Recent surveys have shown that the data lake market is expected to grow to $20.1 billion by 2024, with a growing number of organizations looking to deploy a data lake in coming years. However, despite growing interest in big data initiatives, a roadblock many organizations run into is the complex, manual nature of building a data lake – which requires hiring skilled personnel that are in dire shortage.
This raises the question: why are data lakes still so difficult in the age of everything-as-a-service? Why are they still dependent on a select group of specialists skilled in arcane programming languages and frameworks? In other words – what’s stopping the data lake from becoming ‘productized’?
Most organizations didn’t really do big data (until recently)
Data lakes are, almost by definition, meant for big data. You build a data lake when the volume, velocity or variety of the data you’re dealing with makes a database unviable. Which types of organizations actually have big data and, consequently, a need for data lake storage?
While “big data” as a buzzword has been around for decades, the number of companies engaged in bona fide big data initiatives in production was never significant. AI, predictive analytics, unstructured data analysis – these types of projects were, and still are, more aspirational than operational for most organizations.
Outside of behemoths such as Google and Facebook, or specific niches such as predictive advertising and algo-trading, most data initiatives could be termed “more BI and AI” – solving challenges around access to structured data, reporting and SQL-based analytics. Very few companies actually had database-breaking levels of data.
The types of companies that work with big data were either engineering-focused organizations or massive enterprises, which could afford to spend massive resources on Hadoop-based initiatives and required tailor-made solutions (see our article on Building versus Buying Data Infrastructure). The mass market never really needed data lakes, and thus no mass market solution was born.
However, there is reason to believe that this is no longer the case.
What’s changed in 2020?
While big data has not gone completely mainstream – a mom-and-pop retail company is probably more concerned with inventory management than neural networks – there is a definite growth in data volumes and in appetite for advanced analytics. Several factors are driving this growth:
- As more and more aspects of life continue to move online, more data is being generated (think shopping, dating, networking, etc.) Even non-tech companies are now heavily invested in software development through their websites and mobile applications. A retail company whose website gets a million monthly visitors suddenly needs to start thinking in big data terms.
- Analytics and reporting is somewhat of a ‘solved’ problem, with swathes of self-service BI and database tools that can be used to generate dashboards and reports in a way that’s (relatively) easy. This creates interest in more experimental use cases focused on data science and machine learning.
- Growing interest in mobile, industrial IoT, wearables, and AI applications – all of which generate massive volumes of data.
The growth in big and unstructured data means that more companies need data lakes, and more users within the organization want access to the data. This means that data lake adoption can no longer be limited to data engineers: DBAs, citizen engineers, analysts, scientists are all users that don’t understand big data engineering but want to use a data lake.
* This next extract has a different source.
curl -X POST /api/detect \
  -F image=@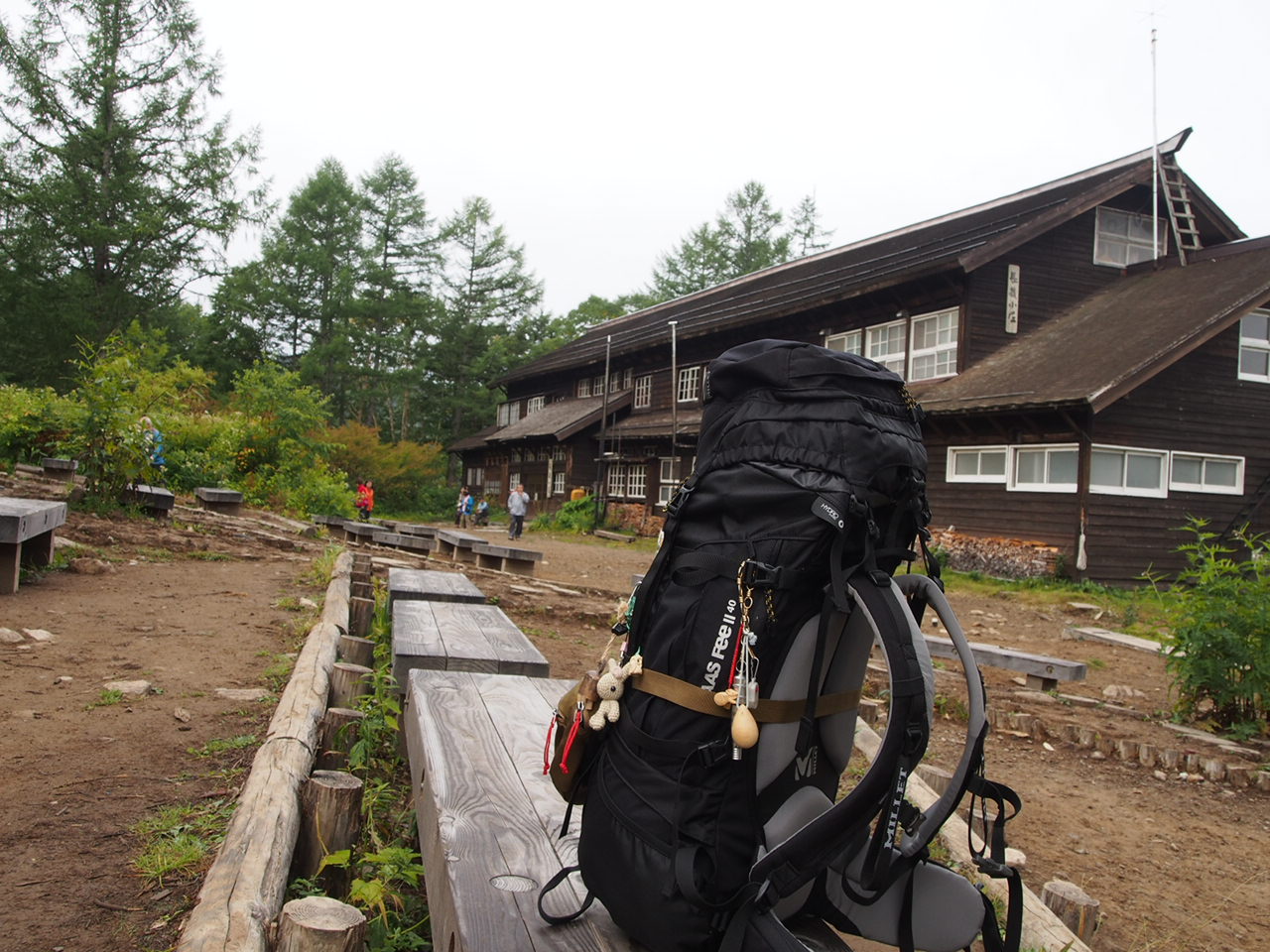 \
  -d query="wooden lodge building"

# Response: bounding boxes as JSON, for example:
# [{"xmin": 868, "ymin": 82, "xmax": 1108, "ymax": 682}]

They need an easier method than code.
Why today’s data lakes cannot be considered self-service
Infrastructure as a service is widely available and used, with Amazon Web Services being the largest provider, while Microsoft’s Azure and Google Cloud both picking up pace. Within these cloud offerings, one can purchase various components of data infrastructure as managed services – wherein the cloud provider deals with all things hardware and resource provisioning, while the end user can focus on developing applications.
This is not yet a reality for data lakes. Elastic storage is available with solutions such as Amazon S3; but data management, schema discovery and ETL still revolve around Spark/Hadoop – coding platforms which are built for big data engineers (read more about the limitations of Apache Spark).
When the only companies with data lakes in productions were companies with vast data engineering knowledge, there was no need for self-service alternatives. Various solutions emerged around managed Spark, or wrapping Spark pipelines with a visual UI; however, the underlying reliance on code means these services are still built for domain experts rather than data analysts or even ‘regular’ developers.
Data lakes are still built by and for engineers. They are defined by technical, rather than business requirements; operations are iterative rather than declarative. If the idea behind software-as-a-service is that businesses can focus on features rather than infrastructure – with data lakes this is rarely the case.
Building a GUI for cloud data lakes
We’ve seen that there is a growing demand for a simpler, more accessible data lake, and that current solutions do not fit the bill. That’s where our own product comes into the picture – you can read a bit more below, or watch this webinar instead.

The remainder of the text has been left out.